Encadrer l'avenir: Conservation et connexion à travers l'objectif d'un appareil photo
- EPI Secretariat
- 28 août
- 5 min de lecture
Notre amie du mois d'août est Georgina Goodwin, une photographe documentaire primée basée à Nairobi, au Kenya. Qu'elle documente les enfants réfugiés en Tanzanie, les violences post-électorales au Kenya ou la conservation communautaire dans le nord du Kenya, Georgina utilise son objectif pour mettre en lumière la résilience, la vérité et l'espoir.

Pourriez-vous nous parler un peu de votre enfance et de votre travail?

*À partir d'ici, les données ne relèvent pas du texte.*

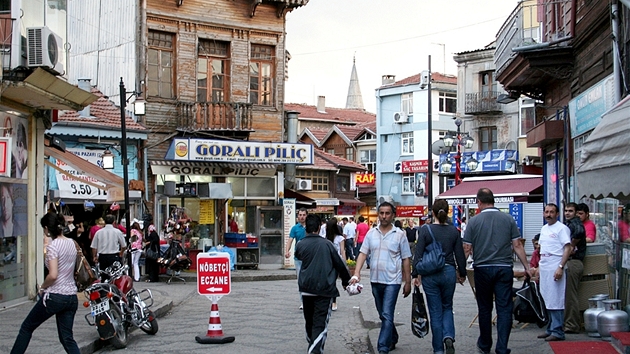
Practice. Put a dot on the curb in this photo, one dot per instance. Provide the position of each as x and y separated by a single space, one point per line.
100 344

J'ai grandi au Kenya, entourée d'un ciel immense, d'animaux sauvages et d'histoires de personnes profondément attachées à leur terre. Ces premières expériences m'ont inculqué un profond respect pour la nature et la communauté. Aujourd'hui, je travaille comme photographe documentaire et conteuse, en me concentrant sur la conservation, l'environnement et les droits humains en Afrique orientale et centrale. Mon travail mêle photographie, courts métrages et récits afin de sensibiliser le public à l'urgence de protéger à la fois les populations et la planète.
Pourriez-vous nous en dire plus sur la façon dont votre passion s'est développée et peut-être sur le moment décisif où vous avez réalisé que la photographie était votre vocation?
Au départ, la photographie était pour moi un moyen de capturer des moments fugaces de beauté et de connexion. Cependant, elle est très vite devenue un outil de défense des causes. Le moment décisif s'est produit lorsque je documentais les élections de 2007 au Kenya. J'ai continué à prendre des photos pendant les violences post-électorales, où j'ai été témoin à plusieurs reprises d'atrocités qui n'auraient pas été documentées si je ne les avais pas capturées avec mon appareil photo. Mes images ont été intégrées à l'exposition « Kenya Burning », qui a fait le tour du pays quelques mois plus tard, aidant les Kenyans à voir ce qui s'était passé et à s'engager à ce que cela ne se reproduise plus jamais. Mes images ont été présélectionnées pour le Prix Bayeux Calvados War Correspondence Award en 2008.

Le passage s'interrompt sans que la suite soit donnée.